Saloons in the Old West were not the ornate Victorian establishments often depicted in Hollywood movies. That’s The Long Branch above, a famous saloon in Dodge City, Kansas during the years of the great cattle drives. A bar might have, like The Long Branch, an ornate carved bar with a big mirror and perhaps a painting of a naked woman behind it, but otherwise it was just a kind of shed with some tables and chairs in it. Often it was no more than a tent with bar furnishings set up inside.
Bars in the Old West sometimes offered music and dancing but almost never had stages for entertainers to perform on. Dance halls were very similar, only with more floor space for the dancing, and they also often occupied tents. Below is the Varieties dance hall in Dodge City:
Dance hall girls were not tricked out ornately either, like the saloon entertainers in Hollywood Westerns, and they didn’t perform as solo dancers or in chorus lines. They danced with the men in the hall, usually while negotiating other services to be performed back where they lived, in boarding houses or tents in a separate part of town, to which prostitution was relegated.

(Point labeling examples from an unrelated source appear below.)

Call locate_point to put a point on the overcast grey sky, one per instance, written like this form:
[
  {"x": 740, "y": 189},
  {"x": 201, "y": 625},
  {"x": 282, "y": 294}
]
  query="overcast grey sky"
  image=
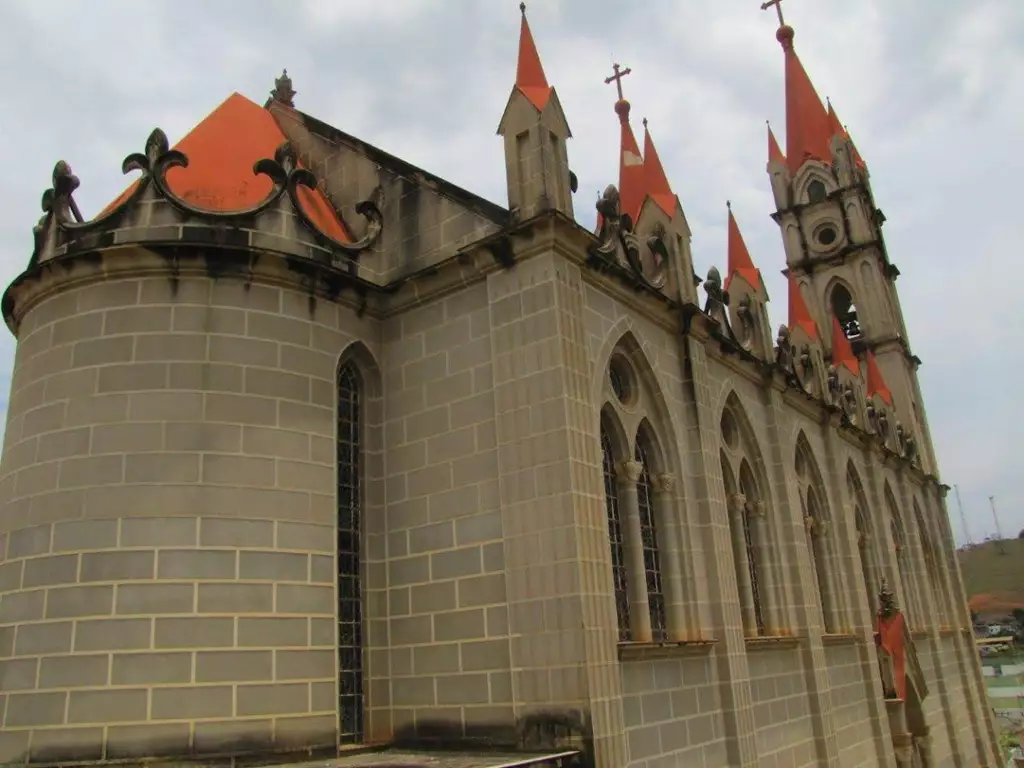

Above is Squirrel Tooth Alice, a famous dance hall girl in Dodge City during the cow town years, in a formal portrait probably used for advertising purposes. She had a gap between her two front teeth and liked to keep prairie dogs as pets — thus her moniker. The Alice I can’t explain — her real name was Libby Thompson.
For the most part, prostitution was not legal in the Old West but it was taxed in the form of “fines”, which was really just a system of licensing. Many towns received the bulk of their income from fines for prostitution — they literally couldn’t afford to run the ladies off.
Surprisingly, saloons and dance halls in the Old West offered a rather sophisticated variety of spirits, freighted in from back east and even from abroad. Fine Bourbons and French wines could be had in the bars of towns of almost any size — any place where a gambler or cowboy or drummer with some coin in his pockets might turn up. Ice was also freighted in so that the saloons could serve cold beer.
Men of the Old West might not have cared much what a bar looked like, but they wanted the finest liquor they could afford in their glasses.